Often, audits are not getting the full picture, and they’re not achieving the desired social responsibility results, according to a panel during the Sourcing Summit on Oct. 19. In the session, moderated by Jasmin Malik Chua, sourcing and labor editor at Sourcing Journal, experts explained how to improve the efficacy of audits—including taking them beyond a test for suppliers to simply pass or fail.
Jason Judd, executive director of the Cornell University New Conversations Project, noted that private regulation has not moved the needle in supplier compliance. Zeroing in on 40,000 audits conducted by one company between 2011 and 2017, he and other researchers found that while there were slight upticks and downturns in the average number of labor violations each year, on the whole they stayed largely the same over that period.
One of the factors preventing progress is a lack of effort by both suppliers and buyers. Another aspect holding back compliance is unreliable data. In some instances, more than half of the data collected cannot be trusted. “This is a serious problem if you were a brand interested in improving labor compliance along your global supply chain—you’re getting bad data,” Judd said.
According to Avedis H. Seferian, president and CEO of Worldwide Responsible Accredited Production (WRAP), auditing is about quality over quantity. It also requires long-term thinking. “If you see an audit as a factory or brand as just a necessary evil, as a cost, then the natural thing to do, the correct thing to do would be to minimize the pain,” he said. “Whereas, if you are able to think of it as an investment, then you understand that, yeah, there’s going to be some cost, but it’s going to have some return on the other side.”

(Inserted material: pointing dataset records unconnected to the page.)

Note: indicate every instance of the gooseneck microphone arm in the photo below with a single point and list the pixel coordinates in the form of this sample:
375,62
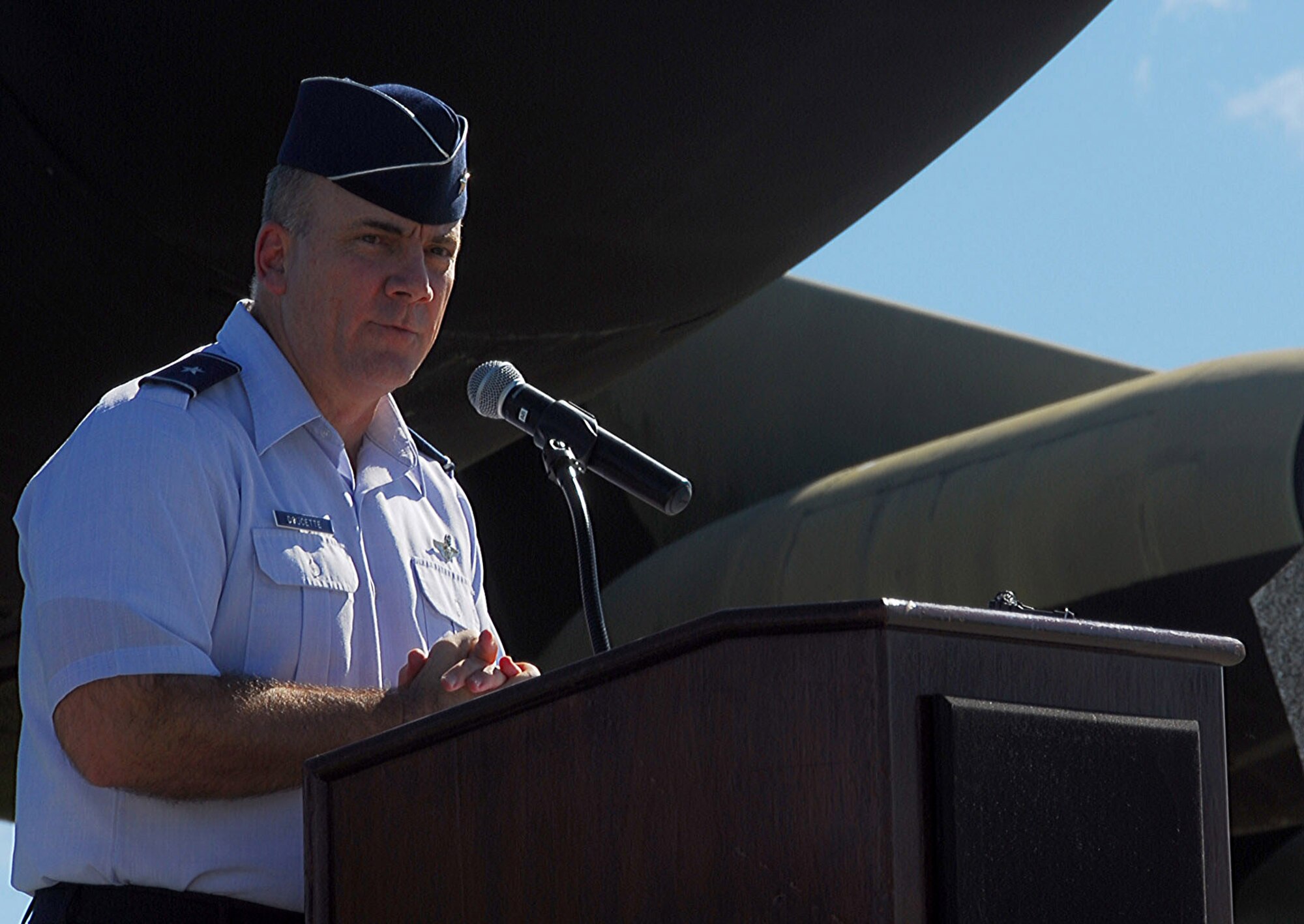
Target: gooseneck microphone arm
573,443
497,389
564,471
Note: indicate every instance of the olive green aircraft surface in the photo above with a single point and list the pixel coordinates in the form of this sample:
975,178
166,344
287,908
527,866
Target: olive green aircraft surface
642,178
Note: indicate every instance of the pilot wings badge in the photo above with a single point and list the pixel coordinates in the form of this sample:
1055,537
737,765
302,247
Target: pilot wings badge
448,550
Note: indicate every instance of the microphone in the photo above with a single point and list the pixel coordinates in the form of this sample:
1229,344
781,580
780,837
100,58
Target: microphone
499,391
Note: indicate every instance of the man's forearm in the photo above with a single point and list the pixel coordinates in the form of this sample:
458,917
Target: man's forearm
183,736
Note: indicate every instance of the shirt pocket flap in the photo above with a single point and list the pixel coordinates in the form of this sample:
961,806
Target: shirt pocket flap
304,559
447,591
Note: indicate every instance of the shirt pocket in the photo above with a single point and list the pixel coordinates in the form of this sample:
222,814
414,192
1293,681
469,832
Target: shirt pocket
302,614
447,603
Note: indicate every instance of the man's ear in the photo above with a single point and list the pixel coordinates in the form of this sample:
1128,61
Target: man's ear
269,258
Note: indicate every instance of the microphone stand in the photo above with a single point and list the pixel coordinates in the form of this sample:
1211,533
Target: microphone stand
564,471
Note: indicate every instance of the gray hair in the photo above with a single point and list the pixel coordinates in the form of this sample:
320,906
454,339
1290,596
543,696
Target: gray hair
286,200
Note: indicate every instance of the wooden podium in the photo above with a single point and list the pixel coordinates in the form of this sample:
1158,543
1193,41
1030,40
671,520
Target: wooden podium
880,761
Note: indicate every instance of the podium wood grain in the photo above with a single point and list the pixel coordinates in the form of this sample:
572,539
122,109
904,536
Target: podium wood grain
753,765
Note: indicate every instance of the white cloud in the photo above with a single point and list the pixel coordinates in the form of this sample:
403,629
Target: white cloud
1185,7
1280,101
1143,78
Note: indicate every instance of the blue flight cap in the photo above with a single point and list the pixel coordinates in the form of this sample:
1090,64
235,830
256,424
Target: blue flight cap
393,145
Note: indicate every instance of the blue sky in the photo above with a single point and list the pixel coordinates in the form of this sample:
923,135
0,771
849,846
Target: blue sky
1142,198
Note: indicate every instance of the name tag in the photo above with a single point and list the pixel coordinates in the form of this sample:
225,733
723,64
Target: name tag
302,521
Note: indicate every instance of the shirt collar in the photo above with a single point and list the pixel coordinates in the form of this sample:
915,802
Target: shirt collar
277,397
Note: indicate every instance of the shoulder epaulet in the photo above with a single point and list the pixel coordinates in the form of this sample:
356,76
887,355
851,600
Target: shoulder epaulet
196,372
432,453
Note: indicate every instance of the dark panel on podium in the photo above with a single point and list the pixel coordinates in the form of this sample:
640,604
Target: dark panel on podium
760,765
1010,844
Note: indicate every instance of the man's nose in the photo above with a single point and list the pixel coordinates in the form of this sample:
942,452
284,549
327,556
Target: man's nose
410,281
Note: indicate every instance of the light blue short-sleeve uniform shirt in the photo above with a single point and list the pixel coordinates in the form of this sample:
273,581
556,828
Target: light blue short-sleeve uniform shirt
151,543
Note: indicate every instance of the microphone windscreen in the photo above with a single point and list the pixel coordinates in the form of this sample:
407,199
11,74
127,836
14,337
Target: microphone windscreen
490,385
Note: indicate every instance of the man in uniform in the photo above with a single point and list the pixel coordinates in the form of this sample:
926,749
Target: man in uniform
247,558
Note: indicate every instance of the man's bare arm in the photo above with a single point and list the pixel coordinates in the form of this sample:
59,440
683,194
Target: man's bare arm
185,736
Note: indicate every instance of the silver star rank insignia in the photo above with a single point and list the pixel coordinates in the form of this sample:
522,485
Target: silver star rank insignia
448,550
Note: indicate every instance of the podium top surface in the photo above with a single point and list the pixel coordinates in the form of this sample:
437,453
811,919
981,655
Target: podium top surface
867,615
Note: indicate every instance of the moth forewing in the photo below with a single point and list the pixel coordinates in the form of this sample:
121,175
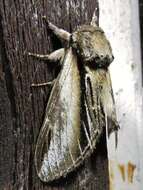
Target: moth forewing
80,106
61,127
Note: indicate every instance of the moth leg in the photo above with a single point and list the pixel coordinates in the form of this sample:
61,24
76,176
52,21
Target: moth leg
51,83
55,56
60,33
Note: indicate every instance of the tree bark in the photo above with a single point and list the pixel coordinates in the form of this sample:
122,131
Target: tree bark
22,107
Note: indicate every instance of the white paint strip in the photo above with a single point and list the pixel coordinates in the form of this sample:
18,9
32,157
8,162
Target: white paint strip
120,21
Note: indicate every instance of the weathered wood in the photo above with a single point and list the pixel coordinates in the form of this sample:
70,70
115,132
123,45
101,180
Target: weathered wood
122,28
22,107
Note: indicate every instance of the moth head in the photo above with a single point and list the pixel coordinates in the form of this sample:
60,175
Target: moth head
92,46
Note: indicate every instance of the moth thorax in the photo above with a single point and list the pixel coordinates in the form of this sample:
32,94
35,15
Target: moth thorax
92,46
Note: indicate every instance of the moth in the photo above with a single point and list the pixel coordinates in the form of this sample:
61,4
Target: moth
81,104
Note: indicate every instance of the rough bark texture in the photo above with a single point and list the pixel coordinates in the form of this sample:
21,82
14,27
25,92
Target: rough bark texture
141,29
22,107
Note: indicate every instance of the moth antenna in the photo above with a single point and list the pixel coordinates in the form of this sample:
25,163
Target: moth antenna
94,21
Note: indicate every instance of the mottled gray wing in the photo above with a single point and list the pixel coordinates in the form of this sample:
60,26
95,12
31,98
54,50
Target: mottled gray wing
56,150
99,105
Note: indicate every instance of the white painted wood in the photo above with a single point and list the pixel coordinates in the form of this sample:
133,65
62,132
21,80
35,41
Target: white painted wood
120,21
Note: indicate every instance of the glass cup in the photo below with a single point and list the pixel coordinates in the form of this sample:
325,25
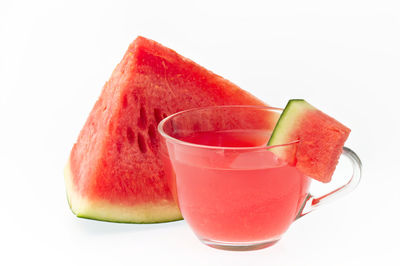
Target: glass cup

During the pandemic, the auditing process transformed as it became difficult to physically visit a factory. WRAP transitioned to virtual evaluations, but these had to be limited to recertification for sites that auditors had already seen in person. For new applicants, the digital checks wouldn’t have been sufficient, since some things—such as odors that indicate harmful substances—don’t translate through screens. Anouschka Jansen, director of sustainability solutions at QIMA, echoed this, adding that while her company was asked to do virtual compliance checks, some clients doubted the reliability of a remote evaluation.

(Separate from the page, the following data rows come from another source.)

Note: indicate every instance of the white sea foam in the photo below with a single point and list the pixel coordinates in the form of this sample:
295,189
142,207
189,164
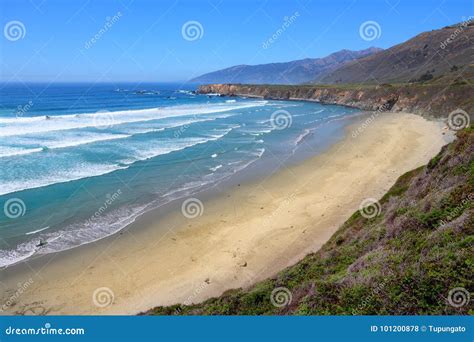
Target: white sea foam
29,125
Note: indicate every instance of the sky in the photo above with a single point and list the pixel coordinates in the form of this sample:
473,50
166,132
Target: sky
172,40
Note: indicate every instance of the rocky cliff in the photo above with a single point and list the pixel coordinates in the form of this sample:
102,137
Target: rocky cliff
424,99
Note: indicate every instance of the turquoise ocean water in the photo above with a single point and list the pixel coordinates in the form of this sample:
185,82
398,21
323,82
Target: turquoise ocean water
79,162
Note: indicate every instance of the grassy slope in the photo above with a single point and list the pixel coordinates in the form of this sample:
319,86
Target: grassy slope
403,261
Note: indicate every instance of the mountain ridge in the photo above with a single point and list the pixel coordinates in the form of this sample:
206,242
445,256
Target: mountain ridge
292,72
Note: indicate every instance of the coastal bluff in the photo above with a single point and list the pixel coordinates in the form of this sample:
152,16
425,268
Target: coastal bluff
428,100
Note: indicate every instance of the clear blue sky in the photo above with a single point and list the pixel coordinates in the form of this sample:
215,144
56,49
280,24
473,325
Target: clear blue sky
146,42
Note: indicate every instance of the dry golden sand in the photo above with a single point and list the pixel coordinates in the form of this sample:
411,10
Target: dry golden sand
244,235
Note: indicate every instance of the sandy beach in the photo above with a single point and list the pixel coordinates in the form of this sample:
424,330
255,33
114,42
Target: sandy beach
243,235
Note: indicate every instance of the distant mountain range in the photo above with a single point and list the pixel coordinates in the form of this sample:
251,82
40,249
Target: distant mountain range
432,55
294,72
429,55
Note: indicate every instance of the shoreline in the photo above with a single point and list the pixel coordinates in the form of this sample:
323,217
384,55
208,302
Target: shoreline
242,237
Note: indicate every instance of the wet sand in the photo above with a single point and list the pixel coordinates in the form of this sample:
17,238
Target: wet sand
239,236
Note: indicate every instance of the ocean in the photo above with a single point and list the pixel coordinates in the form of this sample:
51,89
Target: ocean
79,162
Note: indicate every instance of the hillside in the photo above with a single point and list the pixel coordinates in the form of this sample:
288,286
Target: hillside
447,51
405,260
427,98
293,72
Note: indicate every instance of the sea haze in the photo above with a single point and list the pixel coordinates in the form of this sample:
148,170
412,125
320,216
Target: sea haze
87,160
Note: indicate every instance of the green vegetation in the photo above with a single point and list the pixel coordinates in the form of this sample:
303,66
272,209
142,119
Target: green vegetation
404,261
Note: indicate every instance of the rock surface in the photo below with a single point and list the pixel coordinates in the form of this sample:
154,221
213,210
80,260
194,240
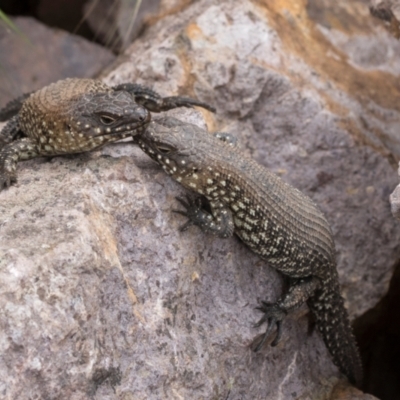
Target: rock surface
36,55
104,298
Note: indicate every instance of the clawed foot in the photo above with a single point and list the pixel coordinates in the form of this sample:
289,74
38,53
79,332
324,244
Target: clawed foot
273,314
6,180
193,211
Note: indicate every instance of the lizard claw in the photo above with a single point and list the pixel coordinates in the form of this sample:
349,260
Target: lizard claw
273,315
193,211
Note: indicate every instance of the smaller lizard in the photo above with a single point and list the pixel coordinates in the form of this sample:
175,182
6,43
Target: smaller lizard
274,219
76,115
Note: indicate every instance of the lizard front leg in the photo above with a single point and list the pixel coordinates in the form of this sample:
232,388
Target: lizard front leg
300,290
23,149
10,131
154,102
13,107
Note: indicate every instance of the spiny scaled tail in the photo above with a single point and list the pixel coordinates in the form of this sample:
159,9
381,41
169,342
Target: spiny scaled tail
333,322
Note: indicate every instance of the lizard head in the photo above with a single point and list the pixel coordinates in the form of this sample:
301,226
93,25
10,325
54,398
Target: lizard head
177,147
105,115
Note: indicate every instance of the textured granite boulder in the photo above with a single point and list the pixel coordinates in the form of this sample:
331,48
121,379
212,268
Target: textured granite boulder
104,298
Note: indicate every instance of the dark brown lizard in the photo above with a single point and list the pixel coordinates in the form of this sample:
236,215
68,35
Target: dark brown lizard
74,116
274,219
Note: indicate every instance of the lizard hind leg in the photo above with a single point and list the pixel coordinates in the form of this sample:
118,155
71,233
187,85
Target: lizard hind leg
274,313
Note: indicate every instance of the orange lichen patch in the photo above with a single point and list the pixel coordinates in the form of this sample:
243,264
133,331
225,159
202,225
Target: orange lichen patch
194,32
300,35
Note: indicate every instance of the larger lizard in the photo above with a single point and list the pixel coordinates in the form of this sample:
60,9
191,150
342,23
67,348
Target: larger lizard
274,219
74,116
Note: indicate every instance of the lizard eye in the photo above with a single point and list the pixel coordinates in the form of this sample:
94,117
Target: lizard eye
163,149
106,119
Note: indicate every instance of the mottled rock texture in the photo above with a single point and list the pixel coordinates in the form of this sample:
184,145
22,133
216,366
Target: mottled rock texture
36,55
104,298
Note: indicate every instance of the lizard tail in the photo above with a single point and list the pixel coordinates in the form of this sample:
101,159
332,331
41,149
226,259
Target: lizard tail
332,321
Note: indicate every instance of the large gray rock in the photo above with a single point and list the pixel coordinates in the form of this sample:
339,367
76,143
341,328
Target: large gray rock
103,297
36,55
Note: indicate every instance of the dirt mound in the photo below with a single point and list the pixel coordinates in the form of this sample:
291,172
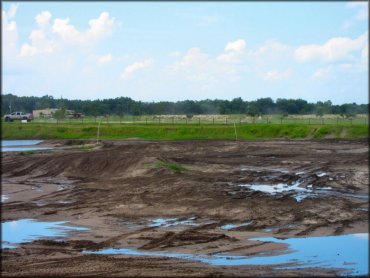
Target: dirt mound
172,239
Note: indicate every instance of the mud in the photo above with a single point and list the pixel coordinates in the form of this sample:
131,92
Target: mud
117,190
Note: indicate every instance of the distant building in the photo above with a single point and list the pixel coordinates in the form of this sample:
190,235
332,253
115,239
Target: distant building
44,113
49,113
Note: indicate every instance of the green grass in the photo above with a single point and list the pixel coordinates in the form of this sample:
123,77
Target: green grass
34,130
172,166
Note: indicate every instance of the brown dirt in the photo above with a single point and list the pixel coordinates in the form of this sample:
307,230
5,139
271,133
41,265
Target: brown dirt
117,188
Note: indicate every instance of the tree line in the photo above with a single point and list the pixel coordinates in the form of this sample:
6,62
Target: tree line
127,106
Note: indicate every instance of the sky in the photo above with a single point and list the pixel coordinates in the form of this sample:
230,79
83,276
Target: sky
172,51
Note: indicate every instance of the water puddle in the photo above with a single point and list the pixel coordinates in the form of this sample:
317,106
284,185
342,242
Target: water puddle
20,145
4,198
347,252
300,193
233,226
26,230
168,222
14,143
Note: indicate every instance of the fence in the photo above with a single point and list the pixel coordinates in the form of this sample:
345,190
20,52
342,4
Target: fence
218,120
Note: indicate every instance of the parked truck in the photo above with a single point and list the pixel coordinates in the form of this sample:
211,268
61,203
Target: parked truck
18,116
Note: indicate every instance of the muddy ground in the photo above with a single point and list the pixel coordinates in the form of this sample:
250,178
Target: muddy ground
118,187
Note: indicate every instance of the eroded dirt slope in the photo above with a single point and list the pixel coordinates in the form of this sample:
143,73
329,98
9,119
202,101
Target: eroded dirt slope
117,189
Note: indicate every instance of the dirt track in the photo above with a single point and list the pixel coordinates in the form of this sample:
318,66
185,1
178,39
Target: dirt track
116,189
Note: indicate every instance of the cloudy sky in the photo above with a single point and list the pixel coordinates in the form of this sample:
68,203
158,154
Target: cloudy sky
186,50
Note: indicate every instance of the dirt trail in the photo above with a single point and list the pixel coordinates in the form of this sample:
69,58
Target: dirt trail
118,188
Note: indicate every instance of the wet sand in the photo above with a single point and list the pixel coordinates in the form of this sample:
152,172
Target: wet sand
117,190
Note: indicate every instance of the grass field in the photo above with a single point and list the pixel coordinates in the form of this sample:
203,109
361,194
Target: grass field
216,119
89,130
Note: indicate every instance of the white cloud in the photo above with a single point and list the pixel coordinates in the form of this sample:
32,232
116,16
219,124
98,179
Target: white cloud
131,69
47,39
333,49
175,53
233,52
101,27
271,46
105,59
321,73
193,58
278,75
237,45
66,31
198,66
43,18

In practice, how can companies build more worthwhile auditing procedures?
For starters, Judd recommended working with third-party companies that have local knowledge and cannot be bribed, adding,“You get what you pay for.”

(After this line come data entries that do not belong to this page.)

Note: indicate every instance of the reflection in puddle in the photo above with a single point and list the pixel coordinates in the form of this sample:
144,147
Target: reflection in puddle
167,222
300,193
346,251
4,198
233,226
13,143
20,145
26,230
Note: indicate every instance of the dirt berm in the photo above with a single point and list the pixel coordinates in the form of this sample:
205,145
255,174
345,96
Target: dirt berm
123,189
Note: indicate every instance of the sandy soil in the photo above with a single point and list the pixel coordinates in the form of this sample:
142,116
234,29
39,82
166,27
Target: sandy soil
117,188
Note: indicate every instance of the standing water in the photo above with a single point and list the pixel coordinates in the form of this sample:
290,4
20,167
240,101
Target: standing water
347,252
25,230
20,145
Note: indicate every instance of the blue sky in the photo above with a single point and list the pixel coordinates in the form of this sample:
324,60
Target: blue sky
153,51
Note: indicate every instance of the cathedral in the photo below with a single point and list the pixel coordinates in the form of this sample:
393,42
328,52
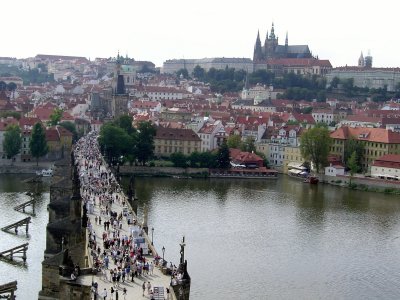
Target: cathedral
272,49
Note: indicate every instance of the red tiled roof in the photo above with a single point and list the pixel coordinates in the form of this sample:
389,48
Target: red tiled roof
360,118
299,62
388,161
5,122
379,135
176,134
304,118
28,121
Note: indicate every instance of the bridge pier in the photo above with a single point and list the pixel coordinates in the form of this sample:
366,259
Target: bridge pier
15,225
7,290
22,206
21,249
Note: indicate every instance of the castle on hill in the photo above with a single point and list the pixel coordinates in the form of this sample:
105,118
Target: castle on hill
272,49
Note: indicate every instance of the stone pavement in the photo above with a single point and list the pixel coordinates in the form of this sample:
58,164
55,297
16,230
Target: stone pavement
134,289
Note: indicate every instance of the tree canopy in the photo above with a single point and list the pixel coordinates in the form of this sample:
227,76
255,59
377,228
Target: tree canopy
353,165
55,117
178,159
315,145
38,144
71,128
114,142
234,141
353,145
12,141
223,160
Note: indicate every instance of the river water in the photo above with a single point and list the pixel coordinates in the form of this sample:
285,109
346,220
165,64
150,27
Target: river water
249,239
13,192
284,239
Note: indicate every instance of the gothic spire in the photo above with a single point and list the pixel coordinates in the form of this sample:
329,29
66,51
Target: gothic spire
272,35
258,41
286,40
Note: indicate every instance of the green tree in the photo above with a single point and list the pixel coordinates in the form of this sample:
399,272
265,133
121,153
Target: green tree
178,159
207,160
125,122
145,142
71,128
194,159
55,117
184,72
3,86
11,86
353,145
12,141
353,165
38,144
335,81
223,160
234,141
248,145
114,142
13,114
314,146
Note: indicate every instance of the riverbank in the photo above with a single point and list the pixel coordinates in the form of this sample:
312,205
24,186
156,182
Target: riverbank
366,184
24,167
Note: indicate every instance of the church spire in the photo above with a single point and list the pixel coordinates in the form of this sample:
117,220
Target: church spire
258,40
361,61
286,40
257,55
272,35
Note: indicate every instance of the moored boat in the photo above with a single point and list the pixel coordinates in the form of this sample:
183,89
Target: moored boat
254,173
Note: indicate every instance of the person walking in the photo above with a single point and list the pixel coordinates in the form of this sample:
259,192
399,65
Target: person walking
104,294
148,287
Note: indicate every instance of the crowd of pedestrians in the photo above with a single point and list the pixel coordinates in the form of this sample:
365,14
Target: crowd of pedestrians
117,256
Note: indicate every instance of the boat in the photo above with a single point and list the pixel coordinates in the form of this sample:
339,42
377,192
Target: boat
311,180
241,173
45,173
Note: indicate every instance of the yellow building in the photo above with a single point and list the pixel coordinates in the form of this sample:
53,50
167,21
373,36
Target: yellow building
173,140
376,141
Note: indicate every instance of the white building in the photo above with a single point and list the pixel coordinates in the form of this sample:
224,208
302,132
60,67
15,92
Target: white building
158,93
386,167
334,170
207,135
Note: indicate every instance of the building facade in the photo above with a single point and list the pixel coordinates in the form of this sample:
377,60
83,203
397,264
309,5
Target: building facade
173,140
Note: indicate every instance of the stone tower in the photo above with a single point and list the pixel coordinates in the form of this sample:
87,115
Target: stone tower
257,54
120,99
361,62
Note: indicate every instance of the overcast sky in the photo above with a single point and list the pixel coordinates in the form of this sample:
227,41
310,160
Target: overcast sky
157,30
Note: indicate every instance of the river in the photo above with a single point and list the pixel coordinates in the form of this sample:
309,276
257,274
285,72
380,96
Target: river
13,192
249,239
284,239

Another best practice is being able to speak to workers themselves. Auditors need to be capable of circumventing any coaching that workers may have received from their employers. When unionization is possible, Cornell’s research has shown a benefit in workers having a voice via collective bargaining.
Per Jansen, a plus of Covid’s virtual shift has been the adoption of worker engagement tools, which expanded the population of employees who can be reached by auditors, such as homeworkers and migrant workers who speak a language the evaluator cannot understand.
“Companies with a higher degree of supply chain digitization have less issues, not just on quality but also less issues on supplier communication, and I think that’s really critical for doing any work in your supply chain,” Jansen said, citing the results of a QIMA client survey. She added that this connection can allow companies to move away from blanket audits of every single factory by providing them with the data needed to perform risk assessments.
To encourage responsible practices, Judd suggested that retailers match up their sourcing and social compliance data to send more business toward compliant factories. Typically, the opposite has been true. “Suppliers that don’t play by the rules see their orders go up, and suppliers that do see their orders fall,” he said.
Rather than being an end goal, audits should be looked at as a starting point. To illustrate this, Seferian used the analogy of fattening a pig. The audit is the scale that weighs the animal to determine the course of action. “Weighing the pig is not going to make it any fatter,” he said.
Jansen similarly cautioned against making audit results the end of the conversation, and suggested clarifying the expectations for suppliers. “You need to be realistic about how you’re going to communicate with your suppliers, making sure they understand it’s not a pass/fail,” she said. “An audit is just one small part of the entire communication, the entire dialogue that needs to happen.”